DAWN CHEN: The story began with the day I joined Google. So, back the 2007, I did the interview. The one of the interviewers asked me a question, say, oh, looks like you have a lot of experience working on the grid computing, utility computing. And actually we are doing the same thing at Google. And we're doing that for production.

The reason she asked, she mention this one, is because at that time I work in the Veritas software and in the research lab. We are working on something similar like the Borg-- or Kubernetes, today, but it is always stuck at the prototyping stage, always in the research project.
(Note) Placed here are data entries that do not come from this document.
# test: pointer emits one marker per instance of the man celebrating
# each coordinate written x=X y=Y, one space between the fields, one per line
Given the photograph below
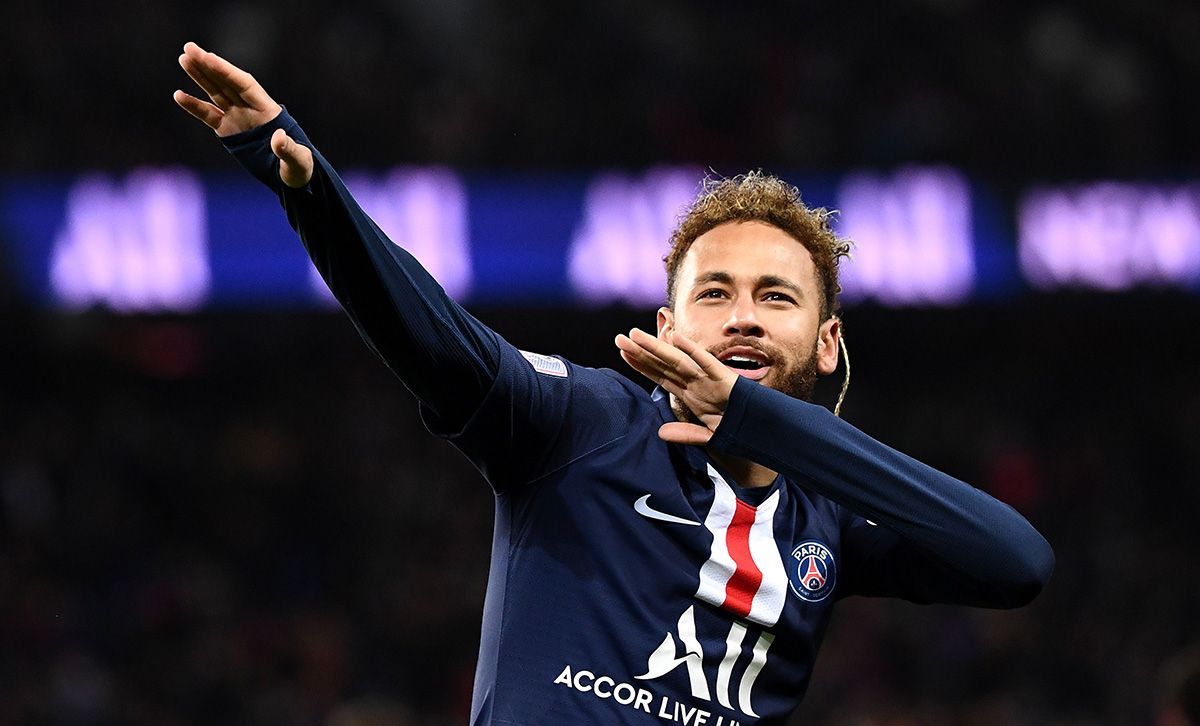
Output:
x=670 y=556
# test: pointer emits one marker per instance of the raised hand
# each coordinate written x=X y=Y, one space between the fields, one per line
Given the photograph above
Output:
x=690 y=373
x=239 y=103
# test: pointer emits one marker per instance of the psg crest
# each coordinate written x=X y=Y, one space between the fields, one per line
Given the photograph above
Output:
x=813 y=571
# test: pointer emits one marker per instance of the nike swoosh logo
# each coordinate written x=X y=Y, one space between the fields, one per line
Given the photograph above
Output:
x=643 y=508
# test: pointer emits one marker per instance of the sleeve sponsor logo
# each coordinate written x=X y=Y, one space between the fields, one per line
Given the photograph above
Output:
x=547 y=365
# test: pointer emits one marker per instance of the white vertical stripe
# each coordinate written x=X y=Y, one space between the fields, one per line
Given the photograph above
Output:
x=756 y=663
x=732 y=651
x=715 y=574
x=768 y=601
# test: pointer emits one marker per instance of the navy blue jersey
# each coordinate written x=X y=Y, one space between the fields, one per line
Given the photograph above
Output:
x=631 y=580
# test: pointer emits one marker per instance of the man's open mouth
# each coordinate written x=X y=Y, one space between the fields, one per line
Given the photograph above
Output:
x=749 y=363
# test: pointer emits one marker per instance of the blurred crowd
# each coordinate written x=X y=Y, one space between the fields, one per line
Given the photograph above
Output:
x=1067 y=88
x=240 y=520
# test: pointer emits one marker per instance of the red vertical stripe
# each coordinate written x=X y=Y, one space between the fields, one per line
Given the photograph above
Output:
x=742 y=587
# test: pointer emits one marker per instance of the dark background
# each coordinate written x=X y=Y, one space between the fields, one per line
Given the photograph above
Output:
x=237 y=517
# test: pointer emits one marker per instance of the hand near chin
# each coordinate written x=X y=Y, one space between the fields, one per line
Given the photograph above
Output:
x=689 y=372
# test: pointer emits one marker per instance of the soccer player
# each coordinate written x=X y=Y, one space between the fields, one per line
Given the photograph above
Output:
x=669 y=556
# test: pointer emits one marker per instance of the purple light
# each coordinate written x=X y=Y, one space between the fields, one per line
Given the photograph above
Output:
x=1110 y=235
x=617 y=251
x=423 y=210
x=136 y=246
x=912 y=233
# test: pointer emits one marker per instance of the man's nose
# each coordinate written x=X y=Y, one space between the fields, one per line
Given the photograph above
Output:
x=743 y=319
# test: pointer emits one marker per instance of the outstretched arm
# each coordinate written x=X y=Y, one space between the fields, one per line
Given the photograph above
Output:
x=939 y=539
x=445 y=357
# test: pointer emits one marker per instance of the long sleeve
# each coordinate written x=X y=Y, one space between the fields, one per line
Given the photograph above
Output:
x=937 y=539
x=504 y=408
x=444 y=355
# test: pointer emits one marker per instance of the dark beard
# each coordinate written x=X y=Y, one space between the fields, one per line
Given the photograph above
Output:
x=797 y=382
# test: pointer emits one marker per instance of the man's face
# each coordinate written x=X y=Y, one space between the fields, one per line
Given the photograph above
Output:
x=748 y=293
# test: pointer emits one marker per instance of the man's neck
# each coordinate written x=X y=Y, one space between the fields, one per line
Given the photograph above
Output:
x=743 y=471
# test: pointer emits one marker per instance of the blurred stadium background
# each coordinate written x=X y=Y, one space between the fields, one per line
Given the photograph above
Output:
x=217 y=508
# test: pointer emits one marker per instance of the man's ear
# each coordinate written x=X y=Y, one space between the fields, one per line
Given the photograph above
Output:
x=828 y=339
x=666 y=323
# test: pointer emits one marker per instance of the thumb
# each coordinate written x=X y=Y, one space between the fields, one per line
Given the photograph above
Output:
x=295 y=160
x=678 y=432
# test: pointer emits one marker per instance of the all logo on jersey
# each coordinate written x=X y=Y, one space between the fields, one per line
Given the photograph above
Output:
x=813 y=571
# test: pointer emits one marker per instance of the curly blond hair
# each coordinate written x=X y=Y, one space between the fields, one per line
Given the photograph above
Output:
x=763 y=198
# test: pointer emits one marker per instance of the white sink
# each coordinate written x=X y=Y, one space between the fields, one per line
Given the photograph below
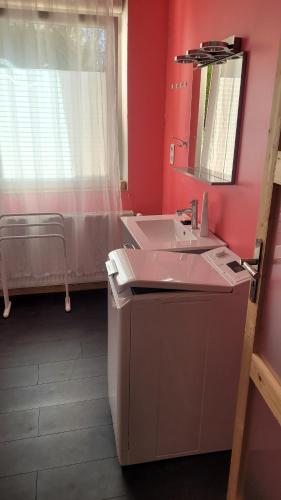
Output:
x=166 y=232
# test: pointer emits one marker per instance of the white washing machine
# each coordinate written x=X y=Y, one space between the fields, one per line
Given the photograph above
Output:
x=176 y=323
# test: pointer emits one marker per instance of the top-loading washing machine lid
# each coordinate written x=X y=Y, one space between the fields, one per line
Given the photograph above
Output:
x=164 y=270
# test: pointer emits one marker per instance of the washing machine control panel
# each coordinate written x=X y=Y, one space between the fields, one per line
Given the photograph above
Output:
x=227 y=263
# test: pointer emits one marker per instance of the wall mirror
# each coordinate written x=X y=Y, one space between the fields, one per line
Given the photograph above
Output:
x=214 y=109
x=214 y=121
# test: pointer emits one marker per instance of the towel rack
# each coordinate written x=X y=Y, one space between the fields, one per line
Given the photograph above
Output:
x=3 y=239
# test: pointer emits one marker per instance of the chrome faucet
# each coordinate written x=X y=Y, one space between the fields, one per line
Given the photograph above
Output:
x=193 y=211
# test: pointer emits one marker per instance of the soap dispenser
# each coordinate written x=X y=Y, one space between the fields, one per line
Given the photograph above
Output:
x=204 y=228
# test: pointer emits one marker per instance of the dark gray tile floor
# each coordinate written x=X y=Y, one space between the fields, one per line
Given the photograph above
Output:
x=56 y=437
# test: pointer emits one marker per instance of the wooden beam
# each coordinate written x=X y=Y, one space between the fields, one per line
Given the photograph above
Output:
x=254 y=310
x=268 y=384
x=277 y=173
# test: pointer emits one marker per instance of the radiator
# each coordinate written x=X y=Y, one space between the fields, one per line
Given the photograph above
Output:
x=89 y=238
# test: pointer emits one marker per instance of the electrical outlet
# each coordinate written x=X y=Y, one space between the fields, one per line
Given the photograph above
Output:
x=172 y=154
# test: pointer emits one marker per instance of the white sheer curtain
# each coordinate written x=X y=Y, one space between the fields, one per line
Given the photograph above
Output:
x=58 y=130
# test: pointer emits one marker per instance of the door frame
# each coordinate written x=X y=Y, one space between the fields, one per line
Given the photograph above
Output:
x=253 y=368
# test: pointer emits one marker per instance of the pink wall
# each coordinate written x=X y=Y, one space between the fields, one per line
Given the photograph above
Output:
x=233 y=209
x=147 y=54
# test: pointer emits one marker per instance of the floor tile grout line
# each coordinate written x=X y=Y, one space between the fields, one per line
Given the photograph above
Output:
x=53 y=405
x=110 y=457
x=38 y=422
x=57 y=433
x=36 y=485
x=52 y=382
x=47 y=383
x=52 y=362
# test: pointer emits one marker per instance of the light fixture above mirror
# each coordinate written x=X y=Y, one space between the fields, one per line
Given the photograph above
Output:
x=212 y=52
x=214 y=110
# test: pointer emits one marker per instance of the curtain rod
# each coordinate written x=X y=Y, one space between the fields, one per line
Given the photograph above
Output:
x=64 y=6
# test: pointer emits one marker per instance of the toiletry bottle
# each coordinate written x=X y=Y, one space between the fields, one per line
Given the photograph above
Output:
x=204 y=228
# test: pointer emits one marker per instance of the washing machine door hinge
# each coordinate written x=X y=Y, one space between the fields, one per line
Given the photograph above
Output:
x=253 y=268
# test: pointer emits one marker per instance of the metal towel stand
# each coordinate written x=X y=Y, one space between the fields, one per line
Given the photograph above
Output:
x=61 y=237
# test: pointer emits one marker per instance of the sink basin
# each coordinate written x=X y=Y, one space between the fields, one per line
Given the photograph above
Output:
x=166 y=232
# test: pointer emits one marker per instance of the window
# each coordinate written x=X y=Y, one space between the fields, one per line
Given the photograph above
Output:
x=53 y=108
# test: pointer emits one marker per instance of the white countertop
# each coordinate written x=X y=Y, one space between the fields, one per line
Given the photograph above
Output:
x=160 y=237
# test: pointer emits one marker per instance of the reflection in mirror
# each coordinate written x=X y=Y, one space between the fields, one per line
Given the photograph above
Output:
x=215 y=105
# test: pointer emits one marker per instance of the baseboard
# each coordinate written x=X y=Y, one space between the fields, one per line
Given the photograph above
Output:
x=56 y=288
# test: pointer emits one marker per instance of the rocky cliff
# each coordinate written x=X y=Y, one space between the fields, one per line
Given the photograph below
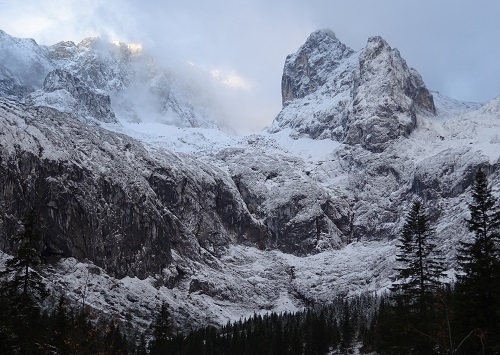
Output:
x=369 y=97
x=222 y=226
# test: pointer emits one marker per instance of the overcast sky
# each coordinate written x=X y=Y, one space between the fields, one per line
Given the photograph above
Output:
x=455 y=45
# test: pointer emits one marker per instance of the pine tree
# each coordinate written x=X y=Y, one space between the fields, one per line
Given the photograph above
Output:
x=418 y=280
x=24 y=283
x=162 y=330
x=478 y=285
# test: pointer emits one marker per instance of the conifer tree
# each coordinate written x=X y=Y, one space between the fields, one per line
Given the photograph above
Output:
x=418 y=280
x=162 y=330
x=23 y=281
x=478 y=285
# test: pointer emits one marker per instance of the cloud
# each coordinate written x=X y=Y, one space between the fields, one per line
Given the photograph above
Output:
x=454 y=46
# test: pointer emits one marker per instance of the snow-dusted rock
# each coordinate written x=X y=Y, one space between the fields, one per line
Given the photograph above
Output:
x=370 y=97
x=66 y=93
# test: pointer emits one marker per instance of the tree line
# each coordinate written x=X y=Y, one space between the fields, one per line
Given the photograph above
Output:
x=423 y=313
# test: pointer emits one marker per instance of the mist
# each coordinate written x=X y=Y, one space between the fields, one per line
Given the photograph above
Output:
x=454 y=46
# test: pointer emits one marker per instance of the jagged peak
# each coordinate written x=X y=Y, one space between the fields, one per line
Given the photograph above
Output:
x=322 y=33
x=90 y=42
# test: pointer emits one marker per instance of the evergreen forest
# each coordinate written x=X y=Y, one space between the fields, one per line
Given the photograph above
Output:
x=423 y=313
So, because Veritas Software provide the software, so they don't provide the IT work and all those kind of things. So I was really, really tied up in the research lab working on something cannot really deliver, help the real people. So I said, oh, really! I'm really interested.

So then she said, oh, if you are interested, please just tell the-- if Google recruits you, Google hire you, and please tell the people talk to you. So that's how I end up to working at Borg team. And which it is the internal version of the Kubernetes, back then, in the 2007.

So, when I joined the Borg team, I supposed work on the scheduler. Just like what I worked on the Veritas Software. The first day I met the team, and I met Paul Menage, who is one of the inventor of the cgroup. And then he mentioned to me what he's working on.

Then he also mentioned, are you interested in a system programming? I said, yes, I'm interested in a system programming, because I never worked on those areas. And also because I work on the research project.

One of the reason we couldn't roll out our prototype to the production is because we don't know how to manage those work node, on the node, Back then, there is no container technology. So he described those kind of things to me and really inspired me.

So I said oh, I want to work on the node instead of the scheduling algorithm. This is how I started working on this.

CRAIG BOX: And so you've been working all the way through on node agents for 11 years, now.

DAWN CHEN: When I first started, Borg is pretty small team. I think just maybe just roughly, like, six combined Borg master and also node agent. Entire team, we only have the six, seven people. And the second people join the team to work on the node. But, at the same time, I also work on the master. So we basically didn't really distinguish node and master at back then. But I quickly switched to focusing on the node, because there are so many new stuff there and is the innovation.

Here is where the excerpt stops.